Rain pelted the roof and windows. The kind of rain that could coax a person into a deep, restful sleep. Candace wished. A full night’s sleep had become a lost luxury, but she would try to close her eyes. As she climbed under her favorite quilt, uneasiness settled over her mind. Again. Another long night awaited her.
She could blame her sleeplessness on the late-night pizza session with the kids, but she knew better. Even Pamela’s ominous call didn’t help matters. It was the past that kept her staring at the ceiling, walking beside her like a maddening visitor, just hanging around, with no signs of departure.
Stealing her sleep, her peace.
She gripped the quilt, hugging it close to her body. Her aunt always said, “Whatever doesn’t kill you makes you stronger.” Candace didn’t care about being strong. She wanted answers.
She stared into the darkness, beyond the clock, to where the glow illuminated a man’s features. The photo was barely visible, but Candace had it memorized. In her mind, she could see
Detective Frank Johnson dressed in his uniform. Though his smile was serious, his deep dimples still made an appearance.
Almost seventeen years of marriage. Her protector.
Seemed like everyone these days told her the same thing. “Frank would’ve wanted you to move on.” How could she? Her Frank believed in justice. In the end, her husband received none. That haunted her.
She did need to get herself together. Her children had been through enough. She didn’t need Rachel and Daniel worrying about their mother. More than anything she wanted them to enjoy their youth. She didn’t want them to experience the pain she struggled through at their age from losing a parent.
So Candace meditated on the rain, willing her eyes to grow heavy.
Her eyes flew open, and then she smacked the pillow. Even as she resolved to put the familiar memory out of her mind, questions lingered. Why now?

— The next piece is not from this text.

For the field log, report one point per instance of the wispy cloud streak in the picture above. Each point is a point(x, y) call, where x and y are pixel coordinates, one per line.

Almost thirty years had passed since that night. It seemed like every now and then Mama decided to visit her in a dream. Images of the beautiful, troubled woman who birthed her often were like a bittersweet reunion. But sometimes he would show up, too.
Candace was no longer afraid of him. She’d made sure to track down his whereabouts after Frank’s death just to be sure her childhood bogeyman had not returned. She knew he wasn’t a threat to her anymore.

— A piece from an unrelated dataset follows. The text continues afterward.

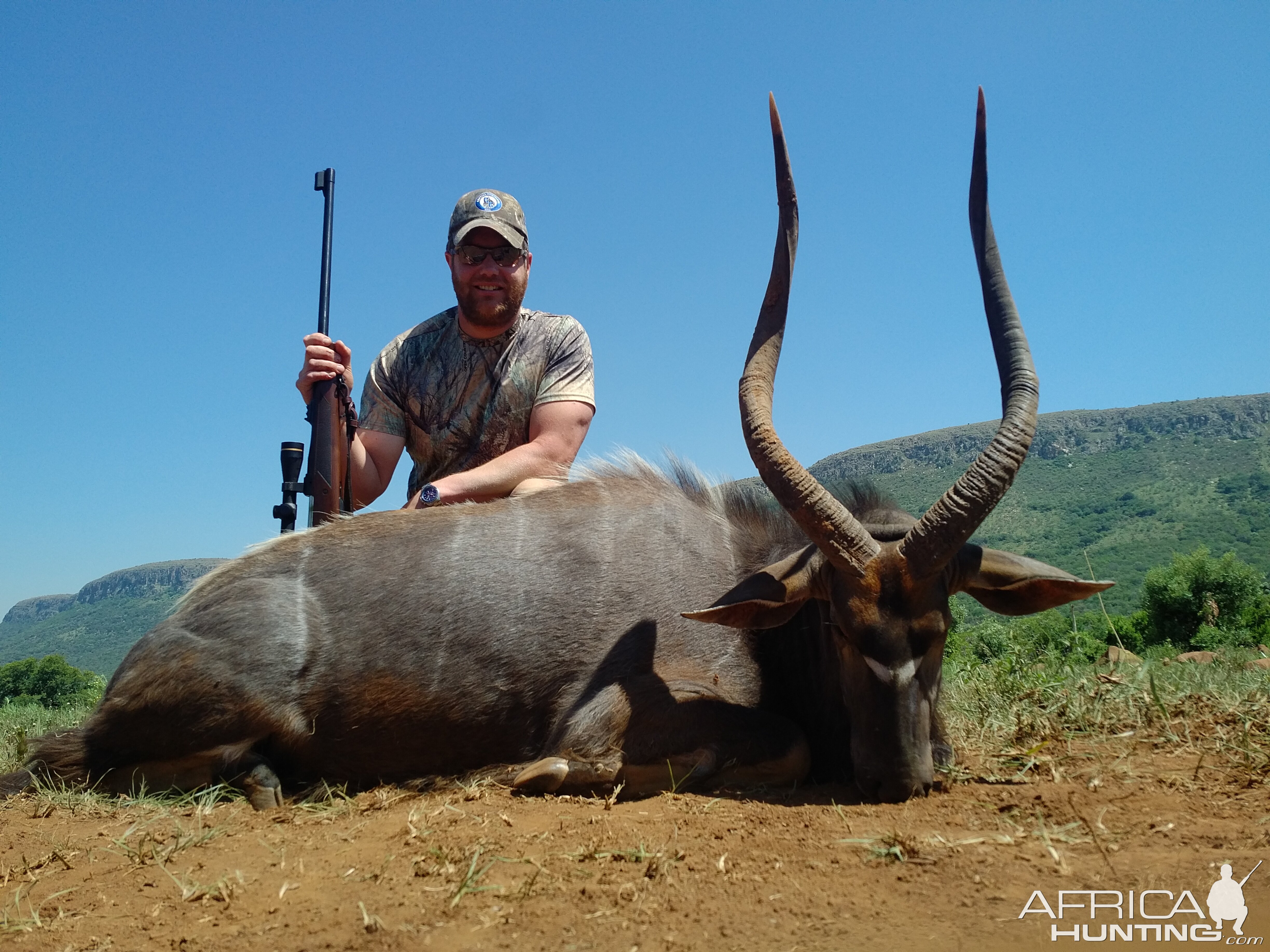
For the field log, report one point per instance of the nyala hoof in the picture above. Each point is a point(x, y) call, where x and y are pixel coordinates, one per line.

Still, she knew sleep would not come tonight. She refused to close her eyes. Like that night long ago, it felt like God had stopped by to shake her around like one of those snow globes. Where would the pieces of her life fall like those flakes? Candace wasn’t sure she wanted to know.
Candace focused her thoughts on the earlier phone call. Pamela, what do you have to tell me tomorrow?
I will never leave you or forsake you.
He made sure to park the car a distance away. Then he walked, being careful to avoid the streetlights, closer to the house. He was in a crime-watch zone. No need to make neighbors suspicious. The night’s events had put him on edge. All he wanted to do was bury the past and move on. But no, she had dug it all back up again, practically accusing him. He would deal with the situation soon enough.
For now, it was time to visit an old friend.
With the stealth that he’d used many times to break into homes, he crept forward until he reached the oak tree located parallel to the house. He peered around the trunk and looked up toward the window.
The house was dark, but he knew. She’s awake. Thinking about me.